The credit union Sunmark also offers a no-down mortgage plan, financing 100% of the home purchase. So, first-time homebuyers do not need to set aside money for a down payment.

4. Gift funds

If one does not have enough money for a down payment, they can ask family members or friends to contribute to the home purchase via a gift fund, which can be in the form of cash or equity. The guidelines regarding gift funds vary depending on the loan product the homebuyer is pursuing. Regardless, the friend or family member here would offer to bear the 3% down payment. 

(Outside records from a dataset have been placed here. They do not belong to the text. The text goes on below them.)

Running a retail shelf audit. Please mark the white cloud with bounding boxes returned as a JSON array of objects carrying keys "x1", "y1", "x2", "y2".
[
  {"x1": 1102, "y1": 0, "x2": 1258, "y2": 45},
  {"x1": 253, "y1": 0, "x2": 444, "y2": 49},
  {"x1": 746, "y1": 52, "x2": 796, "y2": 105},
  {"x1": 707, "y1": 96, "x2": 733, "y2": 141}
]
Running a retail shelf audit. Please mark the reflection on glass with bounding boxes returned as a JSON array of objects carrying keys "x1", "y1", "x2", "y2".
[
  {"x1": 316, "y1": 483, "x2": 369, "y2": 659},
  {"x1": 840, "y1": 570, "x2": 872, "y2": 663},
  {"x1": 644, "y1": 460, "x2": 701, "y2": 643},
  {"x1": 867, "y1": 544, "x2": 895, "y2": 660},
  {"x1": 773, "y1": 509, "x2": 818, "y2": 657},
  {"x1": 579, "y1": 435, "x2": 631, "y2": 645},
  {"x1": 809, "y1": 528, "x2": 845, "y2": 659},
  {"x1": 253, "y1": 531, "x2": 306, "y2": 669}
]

5. 3% conventional home loans

If one does not qualify for a no-down-payment home loan, they can opt for the next best option—a low-down-payment loan. One such option is 3% conventional loans, which, as the name suggests, requires borrowers to pay just 3% of the home’s purchase price as a down payment. For instance, certain government-sponsored enterprises, like Freddie Mac and Fannie Mae, back several such loan programs, including Home Possible, HomeReady, Conventional 97, and HomeOne.

6. FHA loans

These loans, offered by the Federal Housing Administration or FHA, come with a low down payment requirement. So, borrowers have to pay 3.5% of the home’s price as a down payment here. These loans have flexible loan terms for borrowers, even those with credit scores as low as 580. However, borrowers with a credit score between 500 and 579 may not be able to access the low down payment benefit and have to pay 10% of the home value as a down payment.

7. 1% down mortgage programs

Some lenders offer conventional mortgages with just a 1% down payment requirement. Here, borrowers can opt for the Conventional 1% Down program by United Wholesale Mortgage or the ONE+ program by Rocket Mortgage. Either way, the borrowers will be responsible for paying just 1% of the total requisite 3% down payment under these programs.

8. Good Neighbor Next Door

This program, backed by the Department of Housing and Urban Development (HUD), offers a discount of up to 50% to homebuyers, given that they are eligible public service professionals, such as firefighters, teachers, emergency technicians, and law enforcement officers. With this program, borrowers only have to make a down payment of $100.